Italy's interior minister is under pressure from opposition parliamentarians to explain the deportation to Kazakhstan last week of the wife and daughter of Mukhtar Ablyazov, a prominent dissident and former banker who is in hiding.

 

 


The deportation from Rome of Alma Shalabayeva and her six-year-old daughter, who were handed over to Kazakh diplomats waiting on a private aircraft at Ciampino airport, has also triggered an internal government inquiry in Italy.


Officials in Rome confirmed that neither the prime minister, justice minister nor foreign minister were informed until after the event.


According to the family and their Italian representatives, 50 agents of the Digos police intelligence wing raided a house in Rome last week, searching for Mr Ablyazov, who has been a fugitive from his homeland since 2009, when the Kazakh government took over his BTA Bank and accused him of involvement in an alleged multibillion-dollar fraud case.


BTA has since won a judgment from the English High Court to recover a total of $4bn of assets allegedly misappropriated by Mr Ablyazov. None of the assets has yet been recovered and Mr Ablyazov denies wrongdoing.


Mr Ablyazov, a fierce critic of Nursultan Nazarbayev, the Kazakh president, was not found in the raid, and police instead detained Ms Shalabayeva who was accused of being in Italy illegally – a charge denied by her lawyers.


Mr Ablyazov was given political asylum in the UK in 2011, where he was offered protection by London's Metropolitan Police after an attempt on his life. He disappeared last year after failing to turn up at a London court hearing into the BTA case. A High Court judge sentenced him to 22 months in jail for contempt of court, for attempting to hide assets and obstruct the investigation. Kazakh media said he had fled to France.


"Italy's arrest and deportation of Shalabayeva with the couple's daughter has in effect provided two hostages to a repressive dictatorship with a shameful and widely documented record of human rights abuses," an Italian lawyer and spokesman representing the family said in a statement.


Members of Left, Ecology, Freedom – a leftwing opposition party – filed an urgent question in the Italian parliament on Thursday, calling on Angelino Alfano, Italy's interior minister, to explain the deportations and to give assurances of the pair's safety in view of Kazakhstan's "disgraceful" human rights record.


Mr Alfano has not commented in public on the affair. Diplomats have noted that Mr Alfano is the heir apparent to Silvio Berlusconi, leader of the centre-right People of Liberty party who, during his time as prime minister, fostered close relations with Mr Nazarbayev to promote Italy's business interests in Kazakhstan.


A spokesman for Italy's justice ministry said correct procedures were followed in deporting Ms Shalabayeva on May 31, because she was residing illegally in Italy and possessed a fake passport from the Central African Republic.

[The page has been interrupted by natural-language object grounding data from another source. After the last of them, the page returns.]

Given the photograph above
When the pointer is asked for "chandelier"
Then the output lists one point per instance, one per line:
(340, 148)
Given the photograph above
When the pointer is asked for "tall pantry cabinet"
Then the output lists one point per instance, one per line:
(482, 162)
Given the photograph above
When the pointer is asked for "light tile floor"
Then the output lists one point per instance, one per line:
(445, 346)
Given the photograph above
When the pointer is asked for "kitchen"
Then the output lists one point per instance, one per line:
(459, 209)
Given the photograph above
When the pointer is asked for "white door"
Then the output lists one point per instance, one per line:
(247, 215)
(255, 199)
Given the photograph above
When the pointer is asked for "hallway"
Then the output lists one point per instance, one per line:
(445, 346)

Her lawyers have denied this.


The lawyers said: "When Shalabayeva was in detention, her lawyers could not find her, and she was not provided with an interpreter to understand what she was being accused of. Her lawyers were given no chance to stop or even delay the deportation of two people who posed no risk to public safety in Italy."


Mr Ablyazov issued a statement on Saturday from an unknown location accusing President Nazarbayev of ordering the "kidnapping" of his family. "He has now switched from political repression to outright tactics of taking hostages," he said.


Ms Shalabayeva, on arrival in Kazakhstan, was notified that she was under criminal investigation as of May 30, the day after her arrest in Italy, her Italian lawyer said.


Reuters news agency quoted the Kazakh prosecutor-general's office as saying Ms Shalabayeva was under investigation for complicity in the alleged bribing of immigration officials to issue national passports to Mr Ablyazov's relatives. She had given a written undertaking not to leave the city of Almaty and the investigation would "ensure rigorous respect for her rights and freedoms guaranteed by the constitution".